Swagger Will not StopNot that kind of swagger. Swagger pages exist on API’s to help assist the development team with things like form, design, deployments, and testing new functionalities. A swagger page provides a lot of quick hit information for anyone malicious looking to exploit your website. Any modern application scanner should be able to detect an unprotected swagger page. Even if you do not have an scanning solution at your helm, simply typing “swagger.io” alongside the website name in Google to can expose if there is an open swagger page associated with a particular site.

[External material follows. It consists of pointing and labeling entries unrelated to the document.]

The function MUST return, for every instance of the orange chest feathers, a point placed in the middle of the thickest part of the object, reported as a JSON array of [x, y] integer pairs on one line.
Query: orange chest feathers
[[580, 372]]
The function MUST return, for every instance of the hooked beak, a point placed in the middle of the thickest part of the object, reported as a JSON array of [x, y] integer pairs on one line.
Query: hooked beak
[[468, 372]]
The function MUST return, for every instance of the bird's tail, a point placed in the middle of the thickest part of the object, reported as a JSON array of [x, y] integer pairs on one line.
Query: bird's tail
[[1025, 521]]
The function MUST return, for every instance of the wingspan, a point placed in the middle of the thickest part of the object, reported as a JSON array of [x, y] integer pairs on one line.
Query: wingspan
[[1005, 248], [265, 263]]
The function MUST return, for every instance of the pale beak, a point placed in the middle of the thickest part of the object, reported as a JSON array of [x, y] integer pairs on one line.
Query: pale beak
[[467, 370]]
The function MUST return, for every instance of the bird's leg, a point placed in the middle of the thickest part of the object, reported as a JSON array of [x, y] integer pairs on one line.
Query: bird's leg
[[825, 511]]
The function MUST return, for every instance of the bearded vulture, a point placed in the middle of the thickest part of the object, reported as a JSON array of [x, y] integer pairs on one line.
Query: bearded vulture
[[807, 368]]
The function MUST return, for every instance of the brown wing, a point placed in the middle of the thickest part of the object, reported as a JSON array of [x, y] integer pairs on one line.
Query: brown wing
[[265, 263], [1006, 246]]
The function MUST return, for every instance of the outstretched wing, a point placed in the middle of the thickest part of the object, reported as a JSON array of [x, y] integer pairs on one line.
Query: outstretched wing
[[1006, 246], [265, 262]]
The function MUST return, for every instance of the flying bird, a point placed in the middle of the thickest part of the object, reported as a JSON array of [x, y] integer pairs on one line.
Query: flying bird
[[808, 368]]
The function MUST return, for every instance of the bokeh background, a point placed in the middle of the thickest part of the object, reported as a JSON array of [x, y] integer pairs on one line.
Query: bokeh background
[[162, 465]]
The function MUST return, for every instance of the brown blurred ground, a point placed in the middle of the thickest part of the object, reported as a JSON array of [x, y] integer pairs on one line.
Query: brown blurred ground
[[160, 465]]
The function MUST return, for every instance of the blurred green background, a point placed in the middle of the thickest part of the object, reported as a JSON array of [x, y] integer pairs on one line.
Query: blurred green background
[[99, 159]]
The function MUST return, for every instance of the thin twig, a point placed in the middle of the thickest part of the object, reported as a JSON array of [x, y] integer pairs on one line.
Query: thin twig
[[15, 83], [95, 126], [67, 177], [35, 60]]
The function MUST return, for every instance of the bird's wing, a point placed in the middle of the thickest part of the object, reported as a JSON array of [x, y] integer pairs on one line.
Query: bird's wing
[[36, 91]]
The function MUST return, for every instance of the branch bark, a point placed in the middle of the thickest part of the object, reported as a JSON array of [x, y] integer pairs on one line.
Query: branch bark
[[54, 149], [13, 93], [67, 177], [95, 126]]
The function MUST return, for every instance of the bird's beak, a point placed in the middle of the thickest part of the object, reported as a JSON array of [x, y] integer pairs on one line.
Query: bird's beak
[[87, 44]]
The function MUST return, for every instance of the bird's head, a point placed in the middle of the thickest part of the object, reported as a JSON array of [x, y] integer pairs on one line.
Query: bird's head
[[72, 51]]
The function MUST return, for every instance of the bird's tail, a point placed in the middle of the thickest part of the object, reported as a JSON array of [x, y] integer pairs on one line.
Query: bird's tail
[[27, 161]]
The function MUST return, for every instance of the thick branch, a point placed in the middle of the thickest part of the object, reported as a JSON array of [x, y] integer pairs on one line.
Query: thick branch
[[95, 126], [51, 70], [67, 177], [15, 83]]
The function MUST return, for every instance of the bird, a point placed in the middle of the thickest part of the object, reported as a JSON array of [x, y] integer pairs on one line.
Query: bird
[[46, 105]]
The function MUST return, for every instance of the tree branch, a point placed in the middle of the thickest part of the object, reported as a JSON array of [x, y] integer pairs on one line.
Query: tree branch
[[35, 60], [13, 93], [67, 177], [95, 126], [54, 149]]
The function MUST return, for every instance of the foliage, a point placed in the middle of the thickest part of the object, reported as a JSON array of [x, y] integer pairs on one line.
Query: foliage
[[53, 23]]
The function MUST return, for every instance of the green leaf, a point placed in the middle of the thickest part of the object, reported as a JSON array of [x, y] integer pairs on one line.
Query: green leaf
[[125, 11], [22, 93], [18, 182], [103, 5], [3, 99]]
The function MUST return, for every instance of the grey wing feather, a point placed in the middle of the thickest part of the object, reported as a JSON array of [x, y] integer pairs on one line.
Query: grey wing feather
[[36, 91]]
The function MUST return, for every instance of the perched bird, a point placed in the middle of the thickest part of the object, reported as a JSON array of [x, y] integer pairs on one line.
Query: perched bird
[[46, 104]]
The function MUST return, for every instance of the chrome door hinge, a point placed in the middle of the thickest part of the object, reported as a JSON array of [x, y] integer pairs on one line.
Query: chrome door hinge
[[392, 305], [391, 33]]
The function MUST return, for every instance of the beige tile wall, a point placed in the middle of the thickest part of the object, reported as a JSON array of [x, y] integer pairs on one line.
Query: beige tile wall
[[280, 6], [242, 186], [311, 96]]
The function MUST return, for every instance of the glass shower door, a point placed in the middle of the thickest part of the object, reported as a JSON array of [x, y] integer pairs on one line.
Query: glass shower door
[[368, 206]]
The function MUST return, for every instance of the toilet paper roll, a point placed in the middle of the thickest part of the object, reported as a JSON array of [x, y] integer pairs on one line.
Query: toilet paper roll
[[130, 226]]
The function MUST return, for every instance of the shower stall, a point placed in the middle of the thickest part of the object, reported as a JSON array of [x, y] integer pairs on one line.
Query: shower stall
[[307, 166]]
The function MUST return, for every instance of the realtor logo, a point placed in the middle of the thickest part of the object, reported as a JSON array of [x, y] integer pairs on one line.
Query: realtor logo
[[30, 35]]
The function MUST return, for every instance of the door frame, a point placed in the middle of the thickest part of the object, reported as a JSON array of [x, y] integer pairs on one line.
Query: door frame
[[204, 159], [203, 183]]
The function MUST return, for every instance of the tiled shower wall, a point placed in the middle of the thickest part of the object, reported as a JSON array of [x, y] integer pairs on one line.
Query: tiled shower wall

Another quick hit that should be incorporated into every pentesting catalog is a check for open ports. Why make it harder to get in to a network, when you could simply check for ports left open? A good example of these would be port 22; if left open, it could allow you direct access into the server itself. Get a good comprehensive list of known open ports and a quick way to scan for them. A very useful automated tool that can be used to accomplish port identification is NMAP. It is a Linux command line tool that enumerates available open ports and prints back the results to you in an easy to read format. There is also GUI interface version as well called Zenmap.
Misconfigurations or outdated OS patches
Lastly, being able to identify the underlying operating system will give you a starting point for investigating that OS patch level’s known exploitable vulnerabilities. In the long term, you will start to get the feel for different OS patches. It will come second nature to test for an Apache struts vulnerability or a memory corruption vulnerability on a Windows XP server.
Overall, these are three quick points that should also be covered in any pentesting engagement—regardless of whether you are performing the test or paying someone to do one on your infrastructure/application. Any experienced pentester will be able to list some of these examples off the top of his or her head.